O que pensam dessas aproximações os múltiplos cardeais cujos nomes vão sendo lançados como "papabili"? Como vê cada um deles as correntes rumo às quais esses movimentos de aproximação os convidam? Como hidras que é preciso abater desde logo com o gládio de fogo do Espírito? Como adversárias inteligentes, dúcteis e talvez um pouco bobas, com as quais é possível conduzir lentas, cômodas e quiçá até cordiais negociações? Como parceiras, em uma coexistência ou mesmo colaboração perfeitamente aceitável, e por alguns lados até simpática? Estas são, entre mil, as perguntas que a maioria dos passageiros da sacrossanta Barca de Pedro gostariam de fazer a cada "papabile".

E para estas perguntas, que pairam no ar, o mais das vezes não vejo em torno de mim senão fragmentos de respostas, opacos, viscosos, totalmente insatisfatórios.

Ora, queiram ou não queiram, quando do alto da "loggia" de São Pedro for proclamado o nome do novo papa, e o consueto clamor de alegria se levantar da imensa praça circundada pelas colunatas berninianas, ao mesmo tempo uma muda mas ansiosa interrogação se apresentará aos espíritos. Será o novo sucessor de São Pedro, ante os promotores das aproximações, um batalhador, um negociador, ou um ajeitador?

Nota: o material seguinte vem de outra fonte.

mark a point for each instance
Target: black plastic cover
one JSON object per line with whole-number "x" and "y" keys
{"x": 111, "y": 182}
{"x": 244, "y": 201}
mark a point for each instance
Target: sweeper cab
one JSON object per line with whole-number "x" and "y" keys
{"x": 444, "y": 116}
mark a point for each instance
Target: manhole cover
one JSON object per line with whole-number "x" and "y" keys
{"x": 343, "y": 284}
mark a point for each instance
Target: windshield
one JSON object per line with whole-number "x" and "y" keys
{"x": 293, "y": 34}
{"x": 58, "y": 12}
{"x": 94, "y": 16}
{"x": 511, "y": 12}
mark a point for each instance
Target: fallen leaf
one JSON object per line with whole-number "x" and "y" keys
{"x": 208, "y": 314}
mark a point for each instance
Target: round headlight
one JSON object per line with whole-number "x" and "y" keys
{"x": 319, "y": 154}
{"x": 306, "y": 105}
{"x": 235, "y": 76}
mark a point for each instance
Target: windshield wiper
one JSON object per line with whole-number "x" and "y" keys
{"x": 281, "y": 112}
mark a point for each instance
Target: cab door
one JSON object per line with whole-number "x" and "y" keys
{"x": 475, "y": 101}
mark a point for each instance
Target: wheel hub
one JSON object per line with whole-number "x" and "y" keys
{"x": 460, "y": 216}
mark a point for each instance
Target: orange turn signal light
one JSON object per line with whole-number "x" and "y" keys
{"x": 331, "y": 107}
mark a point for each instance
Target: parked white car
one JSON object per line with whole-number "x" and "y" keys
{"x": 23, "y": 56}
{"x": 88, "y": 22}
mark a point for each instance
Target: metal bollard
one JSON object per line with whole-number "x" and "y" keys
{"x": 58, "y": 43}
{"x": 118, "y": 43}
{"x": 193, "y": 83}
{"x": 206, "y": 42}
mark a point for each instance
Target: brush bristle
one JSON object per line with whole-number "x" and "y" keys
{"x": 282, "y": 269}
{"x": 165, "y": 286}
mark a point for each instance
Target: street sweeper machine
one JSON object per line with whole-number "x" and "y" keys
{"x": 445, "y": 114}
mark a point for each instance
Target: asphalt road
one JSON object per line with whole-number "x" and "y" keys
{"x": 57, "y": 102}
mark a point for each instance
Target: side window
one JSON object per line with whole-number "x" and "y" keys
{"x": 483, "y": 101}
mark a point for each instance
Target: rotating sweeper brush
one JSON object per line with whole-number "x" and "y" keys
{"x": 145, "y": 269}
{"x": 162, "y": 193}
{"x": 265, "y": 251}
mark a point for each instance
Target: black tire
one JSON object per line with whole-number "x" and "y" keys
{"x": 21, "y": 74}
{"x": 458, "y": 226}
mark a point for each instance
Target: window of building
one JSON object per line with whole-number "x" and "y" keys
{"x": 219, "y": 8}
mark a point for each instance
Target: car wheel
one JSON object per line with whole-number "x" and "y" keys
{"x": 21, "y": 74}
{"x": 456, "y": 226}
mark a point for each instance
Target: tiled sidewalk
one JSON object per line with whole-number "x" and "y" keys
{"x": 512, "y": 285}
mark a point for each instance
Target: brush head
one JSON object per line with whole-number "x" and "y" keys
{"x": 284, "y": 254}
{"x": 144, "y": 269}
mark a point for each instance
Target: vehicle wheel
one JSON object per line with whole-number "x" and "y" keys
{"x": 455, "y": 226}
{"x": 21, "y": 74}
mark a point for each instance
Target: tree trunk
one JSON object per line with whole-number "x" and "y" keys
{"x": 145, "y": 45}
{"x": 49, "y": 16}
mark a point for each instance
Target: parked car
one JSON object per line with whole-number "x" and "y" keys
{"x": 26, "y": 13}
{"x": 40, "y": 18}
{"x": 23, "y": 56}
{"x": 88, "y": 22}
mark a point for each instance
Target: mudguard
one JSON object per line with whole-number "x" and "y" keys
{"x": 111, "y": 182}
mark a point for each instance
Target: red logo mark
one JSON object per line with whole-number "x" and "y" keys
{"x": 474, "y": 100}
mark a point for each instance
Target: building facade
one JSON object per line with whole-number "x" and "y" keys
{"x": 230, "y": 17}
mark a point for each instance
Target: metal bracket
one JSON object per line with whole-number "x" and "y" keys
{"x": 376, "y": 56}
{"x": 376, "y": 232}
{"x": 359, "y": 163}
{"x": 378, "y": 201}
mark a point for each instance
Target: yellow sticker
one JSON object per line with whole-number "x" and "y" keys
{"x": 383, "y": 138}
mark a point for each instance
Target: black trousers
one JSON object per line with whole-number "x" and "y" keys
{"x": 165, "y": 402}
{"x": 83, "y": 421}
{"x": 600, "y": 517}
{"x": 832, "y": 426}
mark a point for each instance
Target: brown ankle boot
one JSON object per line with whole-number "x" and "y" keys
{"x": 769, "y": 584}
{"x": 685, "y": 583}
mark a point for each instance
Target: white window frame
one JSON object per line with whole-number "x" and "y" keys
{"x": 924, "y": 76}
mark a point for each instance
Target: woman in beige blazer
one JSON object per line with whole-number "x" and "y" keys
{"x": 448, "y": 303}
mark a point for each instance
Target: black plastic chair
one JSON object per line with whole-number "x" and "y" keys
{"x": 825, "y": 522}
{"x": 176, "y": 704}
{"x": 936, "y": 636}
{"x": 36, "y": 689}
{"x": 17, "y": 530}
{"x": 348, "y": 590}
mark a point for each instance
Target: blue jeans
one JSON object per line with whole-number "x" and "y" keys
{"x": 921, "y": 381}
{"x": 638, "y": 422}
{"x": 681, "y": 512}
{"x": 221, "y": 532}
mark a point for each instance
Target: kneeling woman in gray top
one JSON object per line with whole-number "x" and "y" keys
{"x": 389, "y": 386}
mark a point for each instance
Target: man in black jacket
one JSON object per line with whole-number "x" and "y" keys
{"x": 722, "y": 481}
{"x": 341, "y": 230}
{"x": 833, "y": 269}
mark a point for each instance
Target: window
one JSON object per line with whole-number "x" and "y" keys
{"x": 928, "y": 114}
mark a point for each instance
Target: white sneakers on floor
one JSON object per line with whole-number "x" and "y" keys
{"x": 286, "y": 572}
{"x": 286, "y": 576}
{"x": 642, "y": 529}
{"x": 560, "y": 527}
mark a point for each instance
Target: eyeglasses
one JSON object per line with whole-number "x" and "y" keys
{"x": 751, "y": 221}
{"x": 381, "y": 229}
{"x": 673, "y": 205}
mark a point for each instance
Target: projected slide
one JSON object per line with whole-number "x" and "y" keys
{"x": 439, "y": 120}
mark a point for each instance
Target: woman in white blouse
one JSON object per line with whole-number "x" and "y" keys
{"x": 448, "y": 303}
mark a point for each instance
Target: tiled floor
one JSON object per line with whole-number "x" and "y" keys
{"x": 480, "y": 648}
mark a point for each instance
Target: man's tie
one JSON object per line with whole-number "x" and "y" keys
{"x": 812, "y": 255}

E ele, em quem residirá o excelso poder das chaves, cujas decisões são soberanamente independentes dos juízos dos homens, mas cuja missão pastoral não o poderá deixar indiferente às aspirações e necessidades das ovelhas, se perguntará, na hora solene da sua aclamação: qual das três atitudes espera de mim este povo imenso?

Enquanto aguardamos, na prece ininterrupta, submissa e confiante, esse momento ápice do primeiro encontro estuante de júbilo e carregado de preocupações, resta-nos perguntar: o que deseja a grei fiel?

Vários, é bem claro, têm sua preferência definida por um papa que tome inteiramente esta ou aquela das atitudes, ante a dúplice aproximação. Classifico-me, todos o sabem, entre os que exultariam com a escolha de um papa combativo como São Gregório 7º ou São Pio 10º. Outros preferem nitidamente um papa "aproximacionista", como foi em seu tempo Pio 7º . E assim por diante.

Mas a imensa maioria dos fiéis, o que desejará ela?

À primeira vista, parece apática. Tal apatia será desinteresse? Não o creio.

O que será então? A meu ver, é a expressão do desconcerto respeitoso, e por isso mesmo silencioso, de quem não entende, não concorda e nem ousa discordar.

Essa imensa maioria, em cujo silêncio me parece discernir traços óbvios de fadiga, angústia e desânimo, deseja de imediato, e antes de tudo, clareza.

Sim, ela deseja, num silêncio que se vai tornando enfaticamente perplexo, saber sobretudo o que é esta fumaça, quais são os rótulos ideológicos e os instrumentos humanos que servem a Satanás como "sprays" de tal fumaça, no que consiste a demolição, e como explicar que esta demolição seja, estranhamente, uma autodemolição?

Não é o que o sr. gostaria de saber, leitor? A senhora, leitora? Pois eu também. E como nós, milhares, milhões, centenas de milhões de católicos.

E o que há de mais justo, de mais lógico, de mais filial e de mais nobre do que pedirem os filhos da luz àquele a quem foi dito: "Tu és pedra, e sobre esta pedra edificarei a minha Igreja", pedirem-lhe clareza?